We believe our product revenue will increase as we secure opportunities to
manufacture third party products with silicon nitride, launch and generate
revenue from our ceramic armor products, and as we continue to introduce new
products into the market.
We derive grant revenue from grants and awards provided by governmental
agencies.
Cost of Revenue
The expenses that are included in cost of revenue include all in-house
manufacturing costs for the products we manufacture.
Gross Profit
Our gross profit measures our product revenue relative to our cost of revenue.

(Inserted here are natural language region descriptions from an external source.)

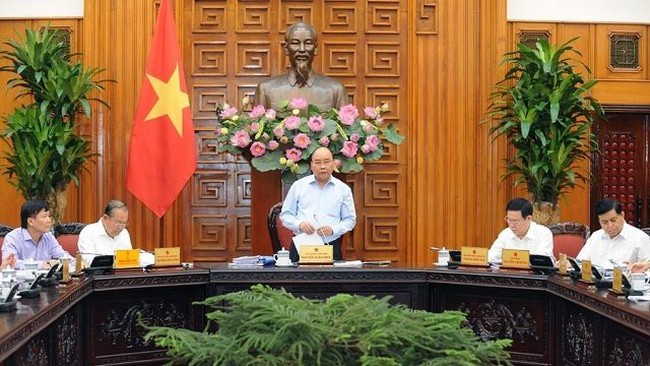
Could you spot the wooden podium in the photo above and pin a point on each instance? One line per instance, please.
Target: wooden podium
(266, 190)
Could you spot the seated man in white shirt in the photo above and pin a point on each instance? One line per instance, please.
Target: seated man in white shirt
(106, 235)
(320, 203)
(521, 233)
(617, 242)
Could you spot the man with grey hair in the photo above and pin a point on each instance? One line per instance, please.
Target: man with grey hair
(106, 235)
(301, 81)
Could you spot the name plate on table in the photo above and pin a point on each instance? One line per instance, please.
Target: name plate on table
(586, 271)
(473, 256)
(316, 254)
(168, 256)
(515, 258)
(127, 258)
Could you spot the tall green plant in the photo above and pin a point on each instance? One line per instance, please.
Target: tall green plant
(263, 326)
(47, 151)
(544, 109)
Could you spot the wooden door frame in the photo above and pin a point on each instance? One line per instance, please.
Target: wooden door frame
(609, 108)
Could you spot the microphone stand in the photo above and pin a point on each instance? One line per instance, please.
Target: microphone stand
(322, 234)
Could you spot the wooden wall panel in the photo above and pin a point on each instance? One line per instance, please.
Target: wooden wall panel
(435, 60)
(363, 46)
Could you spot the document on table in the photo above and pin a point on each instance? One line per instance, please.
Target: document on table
(307, 239)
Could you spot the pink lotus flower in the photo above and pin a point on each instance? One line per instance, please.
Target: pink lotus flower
(301, 140)
(350, 149)
(278, 131)
(370, 112)
(228, 113)
(258, 111)
(367, 126)
(293, 154)
(240, 139)
(348, 114)
(300, 103)
(257, 149)
(373, 141)
(316, 123)
(270, 114)
(291, 123)
(324, 141)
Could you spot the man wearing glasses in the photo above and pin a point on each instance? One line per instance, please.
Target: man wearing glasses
(522, 233)
(617, 241)
(33, 240)
(106, 235)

We expect our gross profit percentage to decrease as we expand the penetration
of our silicon nitride technology platform through OEM and private label
partnerships, which offer additional avenues for the adoption of silicon
nitride. Prior to the sale of our retail spine implant business, our revenues
and gross profits were based on our retail sales. With the focus on OEM and
private label partnerships, the margins are lower, thus causing the decrease in
our gross profit percentage.
Research and Development Expenses
Our research and development costs are expensed as incurred. Research and
development costs consist of engineering, product development, clinical trials,
test-part manufacturing, testing, developing and validating the manufacturing
process, manufacturing, facility and regulatory-related costs. Research and
development expenses also include employee compensation, employee and
non-employee stock-based compensation, supplies and materials, consultant
services, and travel and facilities expenses related to research and development
activities.
We expect to incur additional research and development costs as we continue to
develop new medical devices, industrial and ceramic armor products, product
candidates for antipathogenic applications, and other products which may
increase our total research and development expenses.

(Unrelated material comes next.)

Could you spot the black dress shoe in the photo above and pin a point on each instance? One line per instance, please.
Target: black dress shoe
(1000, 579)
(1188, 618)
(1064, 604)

General and Administrative Expenses
General and administrative expenses consist primarily of salaries, benefits and
other related costs, including stock-based compensation for certain members of
our executive team and other personnel employed in finance, compliance,
administrative, information technology, customer service, executive and human
resource departments. General and administrative expenses also include other
expenses not part of the other cost categories mentioned above, including
facility expenses and professional fees for accounting and legal services.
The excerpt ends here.